Now the plan is to control disease markers, as well as change daily diets.
One downside was the lack of interpretability of the provided PRS results; I wanted to know:
Which variations in which genes have the most impact on a specific ailment?
What biomarkers should I be looking at?
What should be done to mitigate the risk of developing the disease?
I had to use other services for assistance.
GeneticGenie
Price: Free
GenVue accepts WGS data in VCF format—you can download them from the Nucleus website or your provider.
GeneticGenie has three functions:
Methylation panel
Detox panel
GenVue
Methylation and Detox panels
First, I recommend looking at the results of Genomic Panels already collected for us.
Currently, there are two panels:
Methylation panel - methylation controls how many proteins will be created in what quantity
Detox panel - detoxification removes toxins from the body
My pipeline was:
Upload VCF file
Get results from the panel
Copy the results to ChatGPT and ask for an explanation.
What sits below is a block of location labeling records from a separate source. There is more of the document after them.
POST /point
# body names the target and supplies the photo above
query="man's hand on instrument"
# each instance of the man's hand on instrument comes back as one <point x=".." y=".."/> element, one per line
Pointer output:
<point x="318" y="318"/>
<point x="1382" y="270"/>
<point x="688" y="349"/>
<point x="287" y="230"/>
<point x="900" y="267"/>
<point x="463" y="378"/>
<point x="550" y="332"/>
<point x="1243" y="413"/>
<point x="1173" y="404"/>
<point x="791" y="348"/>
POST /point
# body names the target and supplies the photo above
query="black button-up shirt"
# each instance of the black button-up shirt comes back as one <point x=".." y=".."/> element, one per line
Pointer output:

ChatGPT interprets the results fairly well, but for quality control, simultaneously check if the model is hallucinating.
If you want to draw any important conclusions from what you have found, be sure to read articles and consult with a doctor and Reddit.
So far, ChatGPT is extremely erudite in gene mutations and so far I've been hallucinating more than it has.
GenVue
This is already a more serious scanner of single DNA variations.
It gives 5 types of results:
genetic conditions - mutations have been reviewed by an expert and affect a person's well-being
drug response - mutations have been reviewed by an expert and affect susceptibility to drugs
other risks - mutations that have been noted as clinically important but not verified by an expert
rare mutations - mutations that occur with a chance of less than 1%
uncommon mutations - mutations that occur with a chance from 1% to 5%
The image above shows the GenVue interface.
I found that the first two tabs are the most important:
In the first one, we look at high-effective genes
In the second one, we save wherever our reactions to which drugs will be.
Be sure to check CADD >20. Also, in the expert comments, there is often very valuable information that I haven't seen anywhere else except in GenVue.
Conclusion
This is the second health editor that has proven to be truly useful.
Deviation is clear, risk is understood, there are links to articles, it's clear what to do.
Based on this data, it is clear which expert to consult and which biomarkers to look at.
It complements Nucleus' results excellently.
Nebula
Link
Pricing: Free Trial (But you must manage to cancel after the report is generated, but before the free trial ends.)
In addition to offering its WGS tests, Nebula allows you to upload data in the format of 23andMe or Ancestry to obtain results (for instructions on how to convert your genome into Genotyping formats, see the Appendix).
Nebula returns Polygenic Risk Score associated with specific diseases in the results. Additionally, Nebula shows traits, which will be described in the traits chapter below.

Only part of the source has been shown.